Despite poverty’s increasing suburbanization and bipartisan character, it is not exactly catching fire as a key issue on Capitol Hill. One recent debate in which poverty has surfaced most prominently concerns the reauthorization of the Supplemental Nutrition Assistance Program, with the House GOP leadership advancing a proposal to cut $40 billion in spending over 10 years. The burden of those cuts would fall more squarely on suburbs than ever now that 55 percent of SNAP participants in major metro areas live in suburbs. Programs like SNAP, the Earned Income Tax Credit and Medicaid already deliver the majority of their benefits to suburban communities, many of which are squarely in the GOP column.

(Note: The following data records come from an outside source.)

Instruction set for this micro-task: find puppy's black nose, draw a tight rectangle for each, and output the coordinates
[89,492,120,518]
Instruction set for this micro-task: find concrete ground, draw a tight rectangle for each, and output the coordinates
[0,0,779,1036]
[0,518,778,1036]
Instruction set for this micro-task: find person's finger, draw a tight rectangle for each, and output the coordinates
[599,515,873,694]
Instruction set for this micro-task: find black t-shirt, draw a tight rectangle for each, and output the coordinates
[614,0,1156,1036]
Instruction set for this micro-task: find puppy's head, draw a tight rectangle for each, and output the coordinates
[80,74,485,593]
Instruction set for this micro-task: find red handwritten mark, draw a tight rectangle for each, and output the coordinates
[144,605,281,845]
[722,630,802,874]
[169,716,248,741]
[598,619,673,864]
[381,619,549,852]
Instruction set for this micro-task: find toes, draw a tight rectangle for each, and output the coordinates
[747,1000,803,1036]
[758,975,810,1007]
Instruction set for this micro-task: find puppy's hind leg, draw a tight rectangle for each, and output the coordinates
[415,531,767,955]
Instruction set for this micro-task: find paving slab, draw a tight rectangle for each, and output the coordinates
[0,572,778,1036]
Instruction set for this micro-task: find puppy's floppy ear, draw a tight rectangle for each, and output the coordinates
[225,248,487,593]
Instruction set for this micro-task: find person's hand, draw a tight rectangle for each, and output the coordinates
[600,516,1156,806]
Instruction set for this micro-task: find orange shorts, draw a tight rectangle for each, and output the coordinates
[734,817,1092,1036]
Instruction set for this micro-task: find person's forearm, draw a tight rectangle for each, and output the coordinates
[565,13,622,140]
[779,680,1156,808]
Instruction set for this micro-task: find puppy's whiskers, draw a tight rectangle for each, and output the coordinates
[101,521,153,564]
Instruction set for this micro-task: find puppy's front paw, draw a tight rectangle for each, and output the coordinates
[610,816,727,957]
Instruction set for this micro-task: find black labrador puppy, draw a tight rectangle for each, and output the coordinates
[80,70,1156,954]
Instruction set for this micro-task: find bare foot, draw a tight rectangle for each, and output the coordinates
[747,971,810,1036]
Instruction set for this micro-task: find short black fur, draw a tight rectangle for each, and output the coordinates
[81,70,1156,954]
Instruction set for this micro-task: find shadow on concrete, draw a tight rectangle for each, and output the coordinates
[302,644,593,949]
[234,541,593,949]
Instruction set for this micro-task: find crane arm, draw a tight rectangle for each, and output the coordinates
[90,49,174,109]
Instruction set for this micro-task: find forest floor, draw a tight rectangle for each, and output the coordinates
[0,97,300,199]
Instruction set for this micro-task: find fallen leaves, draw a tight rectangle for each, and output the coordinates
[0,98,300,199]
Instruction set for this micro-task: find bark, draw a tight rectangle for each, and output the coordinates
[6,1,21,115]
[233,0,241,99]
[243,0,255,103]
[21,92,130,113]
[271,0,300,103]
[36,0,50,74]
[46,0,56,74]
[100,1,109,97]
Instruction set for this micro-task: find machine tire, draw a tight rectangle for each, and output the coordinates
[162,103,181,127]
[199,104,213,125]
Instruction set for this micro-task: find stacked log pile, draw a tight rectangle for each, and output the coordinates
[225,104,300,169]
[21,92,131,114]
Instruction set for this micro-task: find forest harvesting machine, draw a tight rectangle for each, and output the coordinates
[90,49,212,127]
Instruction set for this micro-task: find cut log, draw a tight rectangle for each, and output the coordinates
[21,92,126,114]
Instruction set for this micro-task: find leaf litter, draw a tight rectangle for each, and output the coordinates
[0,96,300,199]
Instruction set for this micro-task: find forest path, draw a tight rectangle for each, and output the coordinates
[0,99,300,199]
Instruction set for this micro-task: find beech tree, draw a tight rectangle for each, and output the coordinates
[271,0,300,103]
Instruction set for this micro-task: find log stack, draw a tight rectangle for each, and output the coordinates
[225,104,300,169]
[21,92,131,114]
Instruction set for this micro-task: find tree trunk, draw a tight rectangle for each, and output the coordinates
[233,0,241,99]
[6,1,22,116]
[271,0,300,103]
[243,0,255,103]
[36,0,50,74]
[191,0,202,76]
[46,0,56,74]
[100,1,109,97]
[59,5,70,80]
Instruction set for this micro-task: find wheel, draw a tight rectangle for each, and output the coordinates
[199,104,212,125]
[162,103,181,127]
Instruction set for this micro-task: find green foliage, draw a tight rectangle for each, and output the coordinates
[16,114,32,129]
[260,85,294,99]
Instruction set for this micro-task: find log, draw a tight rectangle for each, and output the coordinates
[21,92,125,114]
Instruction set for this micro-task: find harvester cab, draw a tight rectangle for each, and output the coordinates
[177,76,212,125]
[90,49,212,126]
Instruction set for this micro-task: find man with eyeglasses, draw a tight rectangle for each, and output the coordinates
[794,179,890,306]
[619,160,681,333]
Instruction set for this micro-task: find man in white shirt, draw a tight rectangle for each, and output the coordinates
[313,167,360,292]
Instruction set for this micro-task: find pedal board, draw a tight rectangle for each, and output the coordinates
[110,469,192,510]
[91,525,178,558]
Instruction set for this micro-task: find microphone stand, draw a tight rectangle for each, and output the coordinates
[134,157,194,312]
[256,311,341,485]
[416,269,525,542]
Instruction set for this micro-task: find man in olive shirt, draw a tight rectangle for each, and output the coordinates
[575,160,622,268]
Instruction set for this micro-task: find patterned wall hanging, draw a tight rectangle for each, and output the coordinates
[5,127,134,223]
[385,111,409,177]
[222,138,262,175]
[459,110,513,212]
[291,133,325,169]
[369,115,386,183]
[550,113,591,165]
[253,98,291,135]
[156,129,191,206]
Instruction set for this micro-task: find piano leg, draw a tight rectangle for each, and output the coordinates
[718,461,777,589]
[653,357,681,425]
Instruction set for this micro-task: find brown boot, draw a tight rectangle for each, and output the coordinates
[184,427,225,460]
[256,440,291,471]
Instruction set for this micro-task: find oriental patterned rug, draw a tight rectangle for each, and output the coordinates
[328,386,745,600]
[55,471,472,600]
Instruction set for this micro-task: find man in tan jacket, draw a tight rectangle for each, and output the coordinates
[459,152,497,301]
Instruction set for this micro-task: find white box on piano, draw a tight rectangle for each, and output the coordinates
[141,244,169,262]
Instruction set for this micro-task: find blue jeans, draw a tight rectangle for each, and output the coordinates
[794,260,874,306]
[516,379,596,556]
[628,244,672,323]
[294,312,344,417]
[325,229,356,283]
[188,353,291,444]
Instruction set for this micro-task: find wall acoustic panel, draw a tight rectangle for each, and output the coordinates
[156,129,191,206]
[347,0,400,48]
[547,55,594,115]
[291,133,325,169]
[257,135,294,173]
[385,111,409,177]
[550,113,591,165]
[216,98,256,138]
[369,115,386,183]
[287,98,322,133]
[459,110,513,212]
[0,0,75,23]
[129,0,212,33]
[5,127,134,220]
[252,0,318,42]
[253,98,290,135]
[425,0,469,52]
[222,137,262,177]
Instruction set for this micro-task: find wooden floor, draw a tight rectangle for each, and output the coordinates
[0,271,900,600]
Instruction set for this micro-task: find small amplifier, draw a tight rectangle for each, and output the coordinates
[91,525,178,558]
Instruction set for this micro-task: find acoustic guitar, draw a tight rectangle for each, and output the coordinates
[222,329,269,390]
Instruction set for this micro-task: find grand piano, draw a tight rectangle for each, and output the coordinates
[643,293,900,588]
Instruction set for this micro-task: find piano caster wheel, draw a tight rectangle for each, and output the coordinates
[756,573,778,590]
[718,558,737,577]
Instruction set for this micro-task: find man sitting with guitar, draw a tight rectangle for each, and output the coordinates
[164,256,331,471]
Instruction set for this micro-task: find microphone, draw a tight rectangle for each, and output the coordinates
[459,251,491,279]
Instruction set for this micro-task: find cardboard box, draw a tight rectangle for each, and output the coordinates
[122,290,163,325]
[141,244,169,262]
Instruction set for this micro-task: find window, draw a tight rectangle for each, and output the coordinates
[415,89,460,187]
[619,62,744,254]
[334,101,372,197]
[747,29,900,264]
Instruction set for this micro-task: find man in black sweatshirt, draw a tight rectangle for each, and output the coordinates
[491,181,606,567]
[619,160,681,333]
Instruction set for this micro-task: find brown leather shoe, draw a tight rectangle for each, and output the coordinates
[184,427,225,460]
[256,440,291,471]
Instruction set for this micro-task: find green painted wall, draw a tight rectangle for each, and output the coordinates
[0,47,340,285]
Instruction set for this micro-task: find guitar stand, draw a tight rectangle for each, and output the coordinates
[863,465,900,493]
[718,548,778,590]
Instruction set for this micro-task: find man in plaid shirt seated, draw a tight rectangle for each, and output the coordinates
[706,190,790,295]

The ways in which the current system approaches initiatives such as neighborhood economic development, community health centers and affordable housing construction are often a poor fit for suburban areas where poverty is more spread out, public and nonprofit capacity is thin and hundreds of small municipalities routinely compete with one another rather than collaborate to address shared challenges like growing poverty.
 
Over the past few decades, poverty has become an increasingly structural feature of the American economy. In all likelihood, suburban poverty is here to stay. The battleground character of suburbs could set the stage for more ideological trench warfare and gridlock over federal anti-poverty policy and a suburban replay of the challenges that have beleaguered our inner cities over the last few decades. Or it could spur a bipartisan effort to convert top-down federal programs of old into support for new bottom-up solutions to urban and suburban poverty alike. The future of suburbs — as an American ideal and political keystone — may hang in the balance.